Using the above XML, we need to initialize three variables: serverUrl, sessionId, and instance. First two variables are available in the response XML, the instance is the first part of the hostname in serverUrl.

The shell script snippet given below can extract these three variables from the login_response.xml file:

sessionId=$(xmllint --xpath 
"/*[name()='soapenv:Envelope']/*[name()='soapenv:Body']/*[name()='loginResponse']/*
[name()='result']/*[name()='sessionId']/text()" login_response.xml) 

serverUrl=$(xmllint --xpath 
"/*[name()='soapenv:Envelope']/*[name()='soapenv:Body']/*[name()='loginResponse']/*
[name()='result']/*[name()='serverUrl']/text()" login_response.xml)

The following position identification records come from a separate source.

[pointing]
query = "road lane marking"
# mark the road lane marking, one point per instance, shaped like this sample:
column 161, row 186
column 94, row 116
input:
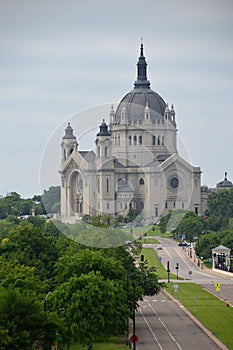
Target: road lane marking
column 167, row 330
column 189, row 266
column 151, row 330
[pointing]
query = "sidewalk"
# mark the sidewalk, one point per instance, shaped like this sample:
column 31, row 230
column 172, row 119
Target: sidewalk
column 226, row 290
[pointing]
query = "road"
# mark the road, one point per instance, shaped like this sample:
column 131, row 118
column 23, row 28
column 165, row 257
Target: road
column 162, row 324
column 160, row 321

instance=$(echo ${serverUrl/\.salesforce.com*/} | sed 's|https://||') 
sessionId = 00Dj00001234ABCD5!AQcAQBgaabcded12XS7C6i3FNE0TMf6EBwOasndsT4O
serverUrl = https://organization.my.salesforce.com/services/Soap/u/41.0/00AB0000000ABc1
instance =  organization

Create a Job

Save the given below XML as job_account.xml. The XML given below is used to download Account object data from Salesforce in JSON format. Edit the bold text to download different objects or to change content type as per the requirement i.e. to CSV or XML. We are using JSON here.

job_account.xml:

<?xml version="1.0" encoding="UTF-8"?>
 <jobInfo
     xmlns="http://www.force.com/2009/06/asyncapi/dataload">
   <operation>query</operation>
   <object>Account</object>
   <concurrencyMode>Parallel</concurrencyMode>
   <contentType>JSON</contentType>
 </jobInfo>

Execute the command given below to create the job and get the response, from the XML response received (account_jobresponse.xml), we will extract the jobId variable.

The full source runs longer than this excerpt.